Reform With Heart
YOUR time is up. Enroll in a work-training program or you're on your own.
That's the stern messag
e welfare recipients will receive if an ambitious plan to place two-year limits on welfare benefits eventually becomes policy. The draft proposal, drawn up by a presidential task force, would require recipients to enroll in a work program after two years on welfare or face financial penalties.
To help dependent families make the transition, the plan will significantly expand child care, work, and training programs. It will also offer subsidies to employers for hiring welfare recipients. Questions about how much the program will cost and how many jobs will be created remain unresolved. At its best, this attempt to end the current welfare system has the potential to make recipients self-sufficient. At its worst, it would throw already vulnerable families deeper into debt and despair.

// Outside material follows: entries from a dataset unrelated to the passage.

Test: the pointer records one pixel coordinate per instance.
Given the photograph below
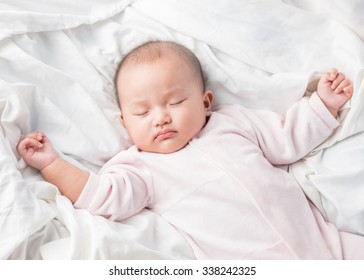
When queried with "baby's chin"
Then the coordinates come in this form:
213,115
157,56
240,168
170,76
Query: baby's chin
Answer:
163,149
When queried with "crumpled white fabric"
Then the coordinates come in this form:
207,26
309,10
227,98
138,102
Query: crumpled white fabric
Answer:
57,65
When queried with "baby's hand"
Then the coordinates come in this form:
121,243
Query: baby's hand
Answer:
334,90
37,151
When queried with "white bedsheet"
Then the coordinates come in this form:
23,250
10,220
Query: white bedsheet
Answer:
57,63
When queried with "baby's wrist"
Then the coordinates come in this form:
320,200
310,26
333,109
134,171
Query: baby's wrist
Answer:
48,165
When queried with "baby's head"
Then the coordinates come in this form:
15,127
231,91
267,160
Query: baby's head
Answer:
162,96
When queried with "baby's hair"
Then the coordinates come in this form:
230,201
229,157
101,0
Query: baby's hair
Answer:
152,50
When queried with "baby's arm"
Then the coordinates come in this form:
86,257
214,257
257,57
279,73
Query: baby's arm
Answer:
38,152
335,90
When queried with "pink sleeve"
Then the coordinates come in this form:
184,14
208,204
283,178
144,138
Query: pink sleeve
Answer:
122,188
286,139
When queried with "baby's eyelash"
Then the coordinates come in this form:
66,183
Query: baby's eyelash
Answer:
141,114
178,102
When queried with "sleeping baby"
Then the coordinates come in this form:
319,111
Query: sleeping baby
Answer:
208,172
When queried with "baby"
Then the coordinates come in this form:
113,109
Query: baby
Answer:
207,172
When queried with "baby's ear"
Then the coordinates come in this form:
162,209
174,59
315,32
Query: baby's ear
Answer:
208,99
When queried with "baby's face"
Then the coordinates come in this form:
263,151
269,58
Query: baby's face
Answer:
163,104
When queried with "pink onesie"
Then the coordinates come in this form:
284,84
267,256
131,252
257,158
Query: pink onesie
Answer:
222,191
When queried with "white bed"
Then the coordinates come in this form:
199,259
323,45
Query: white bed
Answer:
57,64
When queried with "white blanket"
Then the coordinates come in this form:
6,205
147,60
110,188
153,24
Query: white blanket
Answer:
57,64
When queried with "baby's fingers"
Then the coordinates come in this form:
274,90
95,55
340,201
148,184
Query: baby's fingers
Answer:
348,91
345,83
332,74
340,77
29,143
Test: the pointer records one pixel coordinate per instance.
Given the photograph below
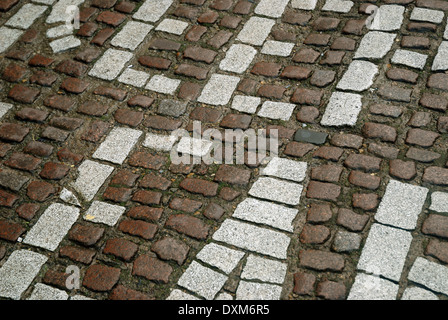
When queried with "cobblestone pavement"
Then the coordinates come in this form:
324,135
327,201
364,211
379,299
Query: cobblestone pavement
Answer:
353,206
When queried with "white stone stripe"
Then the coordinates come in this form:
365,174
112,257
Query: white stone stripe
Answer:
52,226
117,145
18,272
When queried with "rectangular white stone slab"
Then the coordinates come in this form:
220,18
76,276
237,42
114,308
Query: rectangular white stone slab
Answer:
256,30
358,77
25,17
152,10
341,6
276,110
401,205
441,60
427,15
117,145
266,270
368,287
8,36
253,238
277,48
59,10
102,212
162,84
52,226
267,213
219,89
43,292
388,18
304,4
375,45
385,251
159,142
238,58
18,272
176,27
109,66
203,281
409,58
132,34
430,274
91,176
271,8
65,44
4,108
258,291
221,257
246,104
286,169
277,190
342,110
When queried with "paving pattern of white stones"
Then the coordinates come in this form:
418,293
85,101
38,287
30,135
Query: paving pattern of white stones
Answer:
264,239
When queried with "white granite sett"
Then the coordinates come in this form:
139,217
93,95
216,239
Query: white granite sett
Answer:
253,238
25,17
256,30
65,44
117,145
159,142
201,280
132,34
286,169
52,226
304,4
409,58
439,202
276,110
427,15
172,26
341,6
416,293
59,31
8,36
342,109
102,212
219,89
43,292
375,45
277,48
18,272
388,18
358,77
91,176
246,104
429,274
267,213
177,294
134,77
162,84
368,287
258,291
152,10
238,58
221,257
109,66
59,10
4,108
401,205
277,190
385,251
440,62
266,270
271,8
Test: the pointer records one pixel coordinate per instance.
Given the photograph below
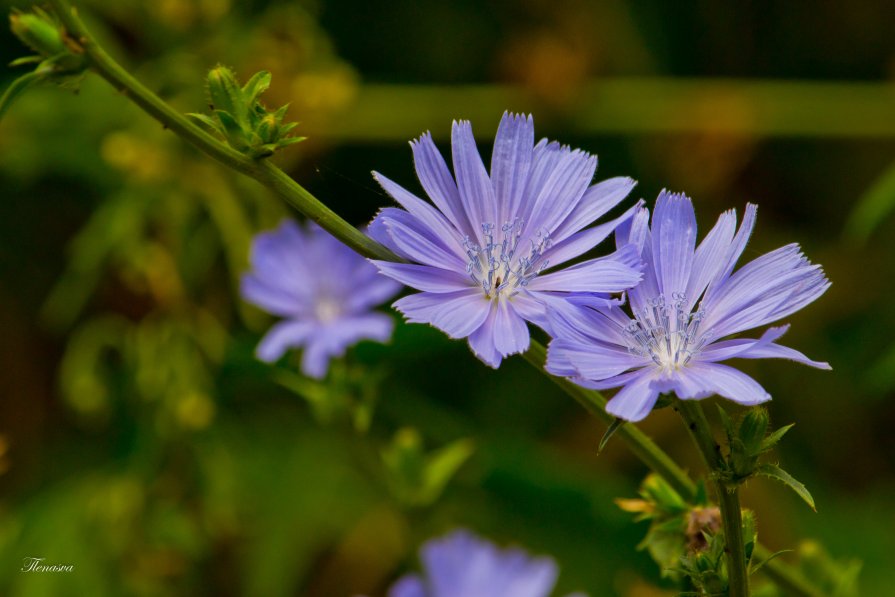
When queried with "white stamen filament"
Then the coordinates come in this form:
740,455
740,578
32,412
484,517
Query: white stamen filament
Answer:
496,266
666,333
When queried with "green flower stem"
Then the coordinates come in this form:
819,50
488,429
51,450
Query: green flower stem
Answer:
297,196
728,498
261,170
643,447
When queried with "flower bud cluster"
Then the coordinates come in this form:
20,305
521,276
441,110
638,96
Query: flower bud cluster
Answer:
241,119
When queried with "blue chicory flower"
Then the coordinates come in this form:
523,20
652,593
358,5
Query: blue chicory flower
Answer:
324,290
464,565
486,256
671,344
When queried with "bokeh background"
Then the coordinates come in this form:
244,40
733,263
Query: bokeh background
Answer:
141,442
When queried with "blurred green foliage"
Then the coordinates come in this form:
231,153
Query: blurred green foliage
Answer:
143,444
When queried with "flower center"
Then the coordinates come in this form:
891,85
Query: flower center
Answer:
327,310
666,333
497,266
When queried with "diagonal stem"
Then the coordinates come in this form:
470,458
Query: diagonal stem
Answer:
728,496
298,197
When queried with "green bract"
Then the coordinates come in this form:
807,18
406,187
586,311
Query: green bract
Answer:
58,59
240,118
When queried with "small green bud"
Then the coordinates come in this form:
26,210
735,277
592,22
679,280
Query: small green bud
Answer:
224,92
242,120
753,428
38,31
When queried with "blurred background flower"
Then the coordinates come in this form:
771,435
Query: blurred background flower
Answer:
463,564
145,444
324,290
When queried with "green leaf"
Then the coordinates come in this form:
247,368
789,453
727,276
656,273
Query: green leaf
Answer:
775,472
774,438
701,495
258,84
873,207
442,465
610,431
26,60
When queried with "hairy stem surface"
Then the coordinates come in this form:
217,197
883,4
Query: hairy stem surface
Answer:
728,497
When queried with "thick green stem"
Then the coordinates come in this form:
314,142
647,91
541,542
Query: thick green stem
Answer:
728,498
297,196
643,447
260,169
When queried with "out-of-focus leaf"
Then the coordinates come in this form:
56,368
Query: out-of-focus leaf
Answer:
873,207
775,472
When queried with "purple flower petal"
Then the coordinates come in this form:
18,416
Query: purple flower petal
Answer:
709,258
592,360
595,203
271,297
462,564
283,336
667,346
674,239
636,399
714,378
732,255
438,183
510,332
612,273
418,242
559,178
764,290
581,242
473,182
763,348
324,289
424,277
481,341
496,233
431,223
511,162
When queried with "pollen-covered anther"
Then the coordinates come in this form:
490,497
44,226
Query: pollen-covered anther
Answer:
666,332
496,266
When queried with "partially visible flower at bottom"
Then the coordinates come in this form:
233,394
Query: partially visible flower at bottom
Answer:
464,565
324,290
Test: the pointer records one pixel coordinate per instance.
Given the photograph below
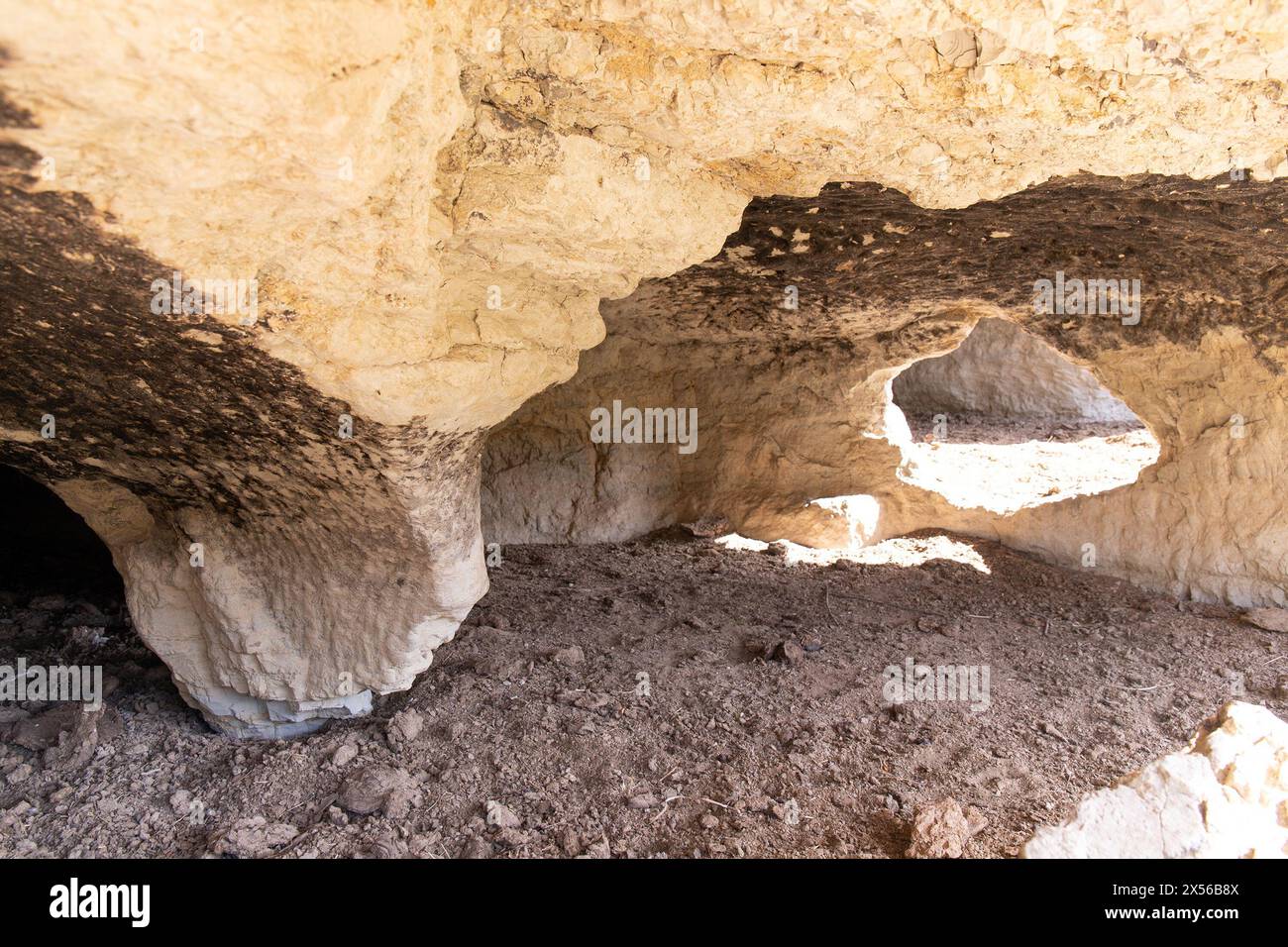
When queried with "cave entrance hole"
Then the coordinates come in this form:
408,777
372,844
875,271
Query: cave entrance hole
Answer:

Most Americans agree that the welfare system must be transformed. More than 5 million families - some 14 million people - now receive Aid to Families with Dependent Children (AFDC) at a cost of more than $22 billion a year. Equally staggering are the incalculable emotional costs paid in lives diminished and families weakened by dependency and poverty.
Efforts to reduce both price tags deserve support. But putting a time limit on payments fails to take into account a sluggish economy. When even educated, productive workers sometimes still find themselves unemployed after two years despite their best efforts, what are the realistic prospects for those with little education and minimal skills? The unemployment figures for November, released on Friday by the federal Bureau of Labor Statistics, show promising growth in the hiring of white-collar employees, but the hiring of blue-collar workers and those with limited skills remains relatively stagnant.
Those trying to make the transition from welfare will generally need not just a job, but child care, too, and likely will need help with transportation and housing.
Punitive policies that fail to include a regard for individual cases will have costly consequences. Already there are signs of a national hardness of heart toward the homeless and the poor. Conservative author Charles Murray, an ardent foe of welfare, goes so far as to prescribe an end to all economic support for single mothers: no AFDC, no subsidized housing, no food stamps.
Whatever mistakes welfare recipients have made in their lives, it is incumbent upon lawmakers not to compound those problems. Architects of welfare reform must acknowledge that the most important job for some welfare mothers is to stay home with young children. Planners also must not underestimate the patient, sustained help many recipients will require to make a full shift from welfare check to paychecks.
As the draft plan makes its way to Mr. Clinton's desk, the message to the president and his task force must be clear: Proceed with caution - and compassion.